Terlihat puluhan kali paman kaki panjang nya menghubunginya kemarin. Arini menghapusnya begitu saja, begitu pula dengan pesan-pesan yang dikirimnya. Arini men - delete nya tanpa mau membacanya. Tatapan terpaku pada sebuah nama yang tertera disana. Seketika Arini merindukan satu-satunya temannya yang ada di dunia ini, Catherine.

Berfikir sejenak, melihat waktu menunjukkan pukul 8 pagi. Arini memutuskan akan melepaskan segalanya. Bahkan jika akhirnya nanti dia dituntut oleh perusahaannya. Arini tak mau peduli. Karena mulai hari ini, dia tak akan bekerja lagi di perusahaan itu.

Menarik kursi, Arini membuka laptopnya dan membuka situs tiket penerbangan. Setelah mengecek tanggal keberangkatan, Arini tersenyum. Hari baiknya karena masih tersisa satu bangku. Secepat kilat Arini pun mem - booking nya dan membayarnya via online.

Melangkah menuju lemari dan menggapai koper yang berada di atasnya, Arini membukanya dan mengemasi beberapa pakaiannya. Kabar terakhir yang diterimanya, sahabatnya itu sekarang berada di sebuah kota cantik di negara Spanyol. Valencia.

---

Mendarat di bandara udara Manises. Setelah selama 20 jam penerbangan menuju kota cantik ini. Arini tersenyum lebar. Akhirnya bisa bernafas lega. Melangkah perlahan mendorong kopernya, Arini menoleh ke arah pintu keluar. Tak perlu waktu yang lama untuk mengenali sahabat tercintanya yang sedang melongok kesana kesini mencari sosok dirinya. Setelah tatapan mereka bertemu, mereka saling tertawa lebar.

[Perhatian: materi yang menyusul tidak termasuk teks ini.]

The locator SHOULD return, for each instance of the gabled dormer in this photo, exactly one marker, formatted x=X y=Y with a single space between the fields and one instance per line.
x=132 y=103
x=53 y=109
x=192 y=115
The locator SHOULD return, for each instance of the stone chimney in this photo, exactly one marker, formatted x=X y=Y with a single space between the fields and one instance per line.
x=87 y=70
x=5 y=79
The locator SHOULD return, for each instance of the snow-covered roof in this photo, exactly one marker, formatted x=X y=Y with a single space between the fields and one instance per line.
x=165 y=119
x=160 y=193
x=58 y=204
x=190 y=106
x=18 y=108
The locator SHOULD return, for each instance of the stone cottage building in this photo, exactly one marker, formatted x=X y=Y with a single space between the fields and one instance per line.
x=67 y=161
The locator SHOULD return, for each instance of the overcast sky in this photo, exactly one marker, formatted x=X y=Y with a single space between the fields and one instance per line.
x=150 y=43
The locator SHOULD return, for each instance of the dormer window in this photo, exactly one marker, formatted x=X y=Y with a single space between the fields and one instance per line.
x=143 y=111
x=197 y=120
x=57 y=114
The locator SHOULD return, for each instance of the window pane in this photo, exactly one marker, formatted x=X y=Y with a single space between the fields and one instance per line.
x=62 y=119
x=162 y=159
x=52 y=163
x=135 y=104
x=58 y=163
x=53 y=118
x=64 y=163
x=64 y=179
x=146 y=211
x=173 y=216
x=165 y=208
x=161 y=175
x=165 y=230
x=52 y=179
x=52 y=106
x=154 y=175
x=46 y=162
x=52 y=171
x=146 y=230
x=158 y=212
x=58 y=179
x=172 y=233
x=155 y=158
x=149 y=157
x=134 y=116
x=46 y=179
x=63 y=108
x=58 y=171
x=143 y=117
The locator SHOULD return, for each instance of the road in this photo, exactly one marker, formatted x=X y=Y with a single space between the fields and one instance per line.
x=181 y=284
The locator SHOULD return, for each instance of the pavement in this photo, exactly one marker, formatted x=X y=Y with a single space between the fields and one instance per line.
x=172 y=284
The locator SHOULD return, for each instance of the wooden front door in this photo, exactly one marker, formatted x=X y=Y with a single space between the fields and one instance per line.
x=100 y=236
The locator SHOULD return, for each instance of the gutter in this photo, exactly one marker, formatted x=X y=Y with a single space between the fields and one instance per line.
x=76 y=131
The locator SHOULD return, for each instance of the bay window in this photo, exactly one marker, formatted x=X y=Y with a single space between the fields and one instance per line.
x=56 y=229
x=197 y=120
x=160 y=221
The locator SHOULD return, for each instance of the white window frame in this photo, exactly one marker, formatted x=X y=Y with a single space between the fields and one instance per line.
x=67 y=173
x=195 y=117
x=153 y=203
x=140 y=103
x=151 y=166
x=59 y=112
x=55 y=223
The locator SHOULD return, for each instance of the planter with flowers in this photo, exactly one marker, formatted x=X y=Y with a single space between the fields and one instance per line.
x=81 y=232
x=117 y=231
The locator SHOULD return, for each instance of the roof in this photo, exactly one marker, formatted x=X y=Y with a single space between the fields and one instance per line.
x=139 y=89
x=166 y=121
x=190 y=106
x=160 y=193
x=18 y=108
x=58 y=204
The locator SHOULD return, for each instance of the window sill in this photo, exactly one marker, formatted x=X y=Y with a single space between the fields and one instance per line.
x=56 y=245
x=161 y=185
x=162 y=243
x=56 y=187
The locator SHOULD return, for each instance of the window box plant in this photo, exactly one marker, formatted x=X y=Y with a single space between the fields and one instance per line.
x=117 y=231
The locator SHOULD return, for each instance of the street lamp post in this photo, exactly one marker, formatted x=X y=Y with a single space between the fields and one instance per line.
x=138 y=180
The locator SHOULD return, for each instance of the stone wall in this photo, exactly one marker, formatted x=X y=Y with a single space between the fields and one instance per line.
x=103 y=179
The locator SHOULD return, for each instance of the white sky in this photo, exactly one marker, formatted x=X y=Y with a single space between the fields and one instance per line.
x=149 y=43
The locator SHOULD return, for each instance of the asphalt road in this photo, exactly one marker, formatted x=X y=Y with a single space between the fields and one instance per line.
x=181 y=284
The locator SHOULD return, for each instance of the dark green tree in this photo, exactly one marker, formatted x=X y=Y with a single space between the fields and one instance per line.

Katherine menghampiri Arini dengan senang gembira. Memeluk sahabatnya dengan erat dan melonjak-lonjak kecil. Sikap heboh mereka sempat menjadi perhatian di sekitarnya. Tak sedikit yang ikut tersenyum melihat interaksi keduanya. Tawa kedua gadis itu cepat sekali menular terhadap sekitarnya.

"Arini! Arini! Arini! Senang sekali kau datang. Kenapa tiba-tiba kau mengabariku mendadak? Bahkan sebelum pesawatmu landas? Tunggu... apakah ini kunjungan kerja dari perusahaanmu atau kau memang ingin mengunjungi sahabatmu yang cantik ini? apakah kau akan lama tinggal disini? Ah.. sudah.. sudah.. sudah. Apapun alasanmu, katakan dan ceritakan nanti saja saat kita tiba ditempatku. Sekarang kita masuk dulu ke mobilku. Meninggalkan tempat ini."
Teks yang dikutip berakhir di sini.